Di seguito una nota del gruppo di opposizione cistranese “Opportunità Civica Cisternino”:

“Dal finire della scorsa settimana, a Cisternino è iniziata la rimozione dei cassonetti carrellati condominiali, laddove ancora presenti.

Già annunciata nel luglio dello scorso anno nell’ambito del passaggio alla modalità di raccolta dei rifiuti porta a porta e in previsione della tariffazione puntuale, la decisione pendeva in questi mesi senza mai realizzarsi. Fino a venerdì scorso, quando, arbitrariamente e senza motivazione immediatamente apparente in merito alle tempistiche, la rimozione ha avuto il suo inizio, in maniera scaglionata.

Si segnala da più parti come i cittadini nemmeno in questa occasione siano stati avvisati per tempo, ritrovandosi letteralmente dalla sera alla mattina privi dei cassonetti e quantomeno inizialmente disorientati circa le cause.

Ora, ci chiediamo:

Perché i cittadini dei condomini interessati non sono stati preventivamente avvertiti?
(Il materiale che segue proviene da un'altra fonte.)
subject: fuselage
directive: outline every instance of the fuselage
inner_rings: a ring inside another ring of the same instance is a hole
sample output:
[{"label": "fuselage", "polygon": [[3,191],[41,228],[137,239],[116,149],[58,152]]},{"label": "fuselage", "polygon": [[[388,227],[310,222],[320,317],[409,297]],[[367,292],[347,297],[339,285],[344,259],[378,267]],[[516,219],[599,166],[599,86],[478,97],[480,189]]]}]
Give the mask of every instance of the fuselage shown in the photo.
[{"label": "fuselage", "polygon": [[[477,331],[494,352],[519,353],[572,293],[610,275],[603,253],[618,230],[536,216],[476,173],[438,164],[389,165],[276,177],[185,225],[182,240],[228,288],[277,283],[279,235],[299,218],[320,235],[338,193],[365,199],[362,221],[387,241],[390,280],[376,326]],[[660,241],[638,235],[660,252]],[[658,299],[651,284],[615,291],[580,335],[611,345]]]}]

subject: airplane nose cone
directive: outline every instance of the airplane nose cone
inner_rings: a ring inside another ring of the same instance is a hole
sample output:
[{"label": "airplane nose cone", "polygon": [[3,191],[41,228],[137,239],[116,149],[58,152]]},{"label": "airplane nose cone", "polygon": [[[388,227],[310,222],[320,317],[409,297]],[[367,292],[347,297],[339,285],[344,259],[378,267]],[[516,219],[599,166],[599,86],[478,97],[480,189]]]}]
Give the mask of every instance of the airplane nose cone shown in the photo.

Sarebbe bastato un semplice volantino affisso sugli stessi cassonetti col quale preannunciare il cambiamento.
Oppure, sarebbe bastato usare i social network o pubblicare un avviso sul sito istituzionale, con cui, per mezzo del naturale e consueto passaparola, il messaggio si sarebbe diffuso per diventare presto endemico.

Per questioni spesso assai più frivole, festaiole, volte perlopiù alla promozione di qualche illustre personaggio o di qualcosa ritenuto più importante, l’Amministrazione Convertini dispensa campagne social, dirette, volantinaggi; quando, invece, si tratta di questioni serie, si omette di avvertire la popolazione.

È stato, poi, scelto il momento peggiore per operare un cambiamento del genere, poiché noi tutti ancora limitati dall’emergenza coronavirus. Ma, effettivamente, si comprende poco la rimozione di tutti i contenitori, e non soltanto di quelli della frazione#indifferenziata, sulla produzione della quale si basa la (annunciata) tariffazione puntuale, che al momento resta ancora all’orizzonte.

Abbiamo a che fare con l’ennesimo caso di arroganza palesato da questa Amministrazione, un vero e proprio sgarbo gratuito a molti cistranesi, una decisione in bilico tra l’immancabile arroganza e una preoccupante tendenza alla superficialità, dimostrando scarsa sensibilità e poco, pochissimo rispetto verso i cittadini, che quel servizio di raccolta rifiuti lo pagano e non poco.

Cisternino meritava di più, lo ribadiamo”.